Dash cams are a grey area here, while not illegal as such there are several caveats you need to consider while using one:

The Ley de Protección de Datos does not mention Dashcams in particular, but it prohibits the use of cameras that make recordings of the ´espacios publicos´ which the road ahead of a vehicle by definition is. In other words, in principle you cannot film the public road as you will also record personal data (numberplates of other cars e.g.) which is not allowed without the prior consent of those involved.

However, the Data Protection Act has no competence over recordings intended for private use only. So, say you want to record especially interesting bits of a journey while on holiday for your personal use only. But if you have your camera running continuously, or even when you´re not in the vehicle, it falls under ´video vigilancia´ and then they do and you´ll have to meet a whole set of requisites most drivers have not considered. Publishing images that prove a crime has been committed on public media is not permitted. Whether they are allowed as proof in a court of justice depends on the judge, no uniform jurisprudence I´m afraid.

JF

I suspect Spain’s laws are partly in reaction to that fun time they had experimenting with fascism . . . and a good thing, too.

I lived there for a year of university in the late 70s and there was definitely an societal emphasis on protection of freedoms and transparency post-Franco.

A fellow in my landlady’s condo building, for whom she cleaned, had a photo of and little shrine to El Caudillo. “Quien es este tio?” I asked him one day, just to take the piss. Thought maybe I had gone too far, but he laughed about it. Another day we were driving with my landlady’s son in law, and he casually pointed to a building and said, “My uncle was a political prisoner and was tortured in there.”

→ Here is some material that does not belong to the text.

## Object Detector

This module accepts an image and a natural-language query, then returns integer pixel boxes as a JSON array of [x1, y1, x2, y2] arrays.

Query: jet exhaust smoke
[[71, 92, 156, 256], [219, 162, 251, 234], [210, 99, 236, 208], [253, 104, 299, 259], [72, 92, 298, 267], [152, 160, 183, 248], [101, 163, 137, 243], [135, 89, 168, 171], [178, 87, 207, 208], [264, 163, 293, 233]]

It astounded me how people there managed to just go on living with one another with that history.

I agree that we don’t have the full story. Being from the UK, I’m accustomed to cameras being everywhere so the issue of being filmed doesn’t bother me. But I can see the concern regarding data privacy.

Have you ever been on the NextDoor site? It’s probably better elsewhere but here people often post still images of people who have been in their garden, on their porch or knocking on the door. They probably do it on Facebook too.

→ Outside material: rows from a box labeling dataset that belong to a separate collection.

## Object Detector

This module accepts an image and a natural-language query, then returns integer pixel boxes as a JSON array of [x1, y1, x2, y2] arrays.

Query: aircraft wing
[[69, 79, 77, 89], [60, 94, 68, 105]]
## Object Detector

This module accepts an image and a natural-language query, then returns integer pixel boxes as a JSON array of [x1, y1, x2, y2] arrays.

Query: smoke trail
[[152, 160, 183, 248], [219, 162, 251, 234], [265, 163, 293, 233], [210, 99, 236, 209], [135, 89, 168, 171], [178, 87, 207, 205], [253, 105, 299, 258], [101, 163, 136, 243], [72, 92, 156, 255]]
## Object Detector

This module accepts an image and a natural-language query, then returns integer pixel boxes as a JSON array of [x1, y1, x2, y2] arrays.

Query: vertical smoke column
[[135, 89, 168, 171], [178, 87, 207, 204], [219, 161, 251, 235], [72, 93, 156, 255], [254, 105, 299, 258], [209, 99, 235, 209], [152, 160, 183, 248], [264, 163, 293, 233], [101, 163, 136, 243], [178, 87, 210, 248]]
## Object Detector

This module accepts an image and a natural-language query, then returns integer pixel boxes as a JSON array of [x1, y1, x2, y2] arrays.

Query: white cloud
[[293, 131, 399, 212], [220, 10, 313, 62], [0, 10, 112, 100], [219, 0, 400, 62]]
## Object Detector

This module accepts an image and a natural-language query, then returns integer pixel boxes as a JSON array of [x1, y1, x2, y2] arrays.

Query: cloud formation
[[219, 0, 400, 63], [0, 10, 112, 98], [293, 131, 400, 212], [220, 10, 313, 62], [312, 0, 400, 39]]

Often, the posters are saying ‘does anyone recognise this man? He was in my garden’. The man might have been looking for his dog or might have been in the garden for some other legitimate reason. Okay, maybe in theory he was trespassing but does that mean he deserves to have his photograph posted on the internet with the implication that he was up to no good?

Someone posted a photograph from a Ring doorbell that showed a woman squatting down having a pee in the bushes. Everyone who saw the photograph and commented said how dreadful it was that she would do that in broad daylight. The implication was that she was a homeless person.

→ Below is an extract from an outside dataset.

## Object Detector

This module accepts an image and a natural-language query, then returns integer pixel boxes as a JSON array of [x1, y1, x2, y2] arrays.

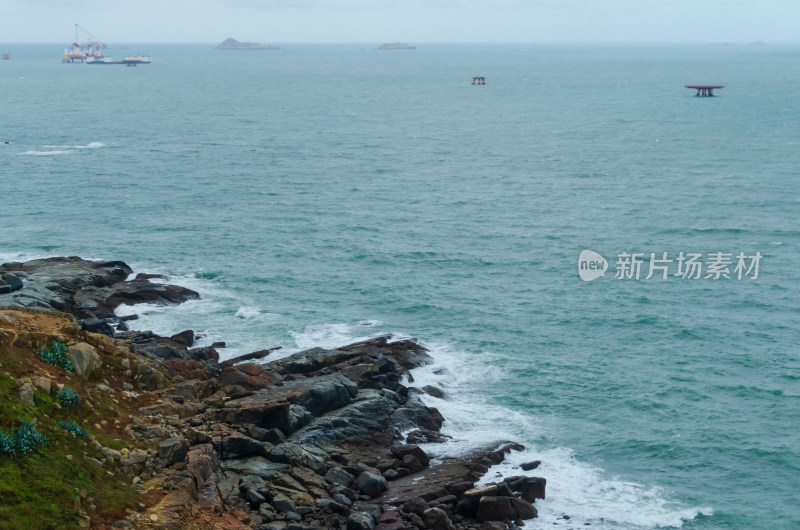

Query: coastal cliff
[[0, 257, 545, 530]]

She might have been or she might have had a medical condition. She might have been a perfectly innocent passerby with a bursting bladder or pregnant even (that can play havoc with a bladder).

Or of course, she might have been a homeless person and no, I wouldn’t want someone to do that in my bushes but whenever a Ring image is posted it’s immediately assumed that the person is up to something illegal. Now that (to me) is the wrong way to use data.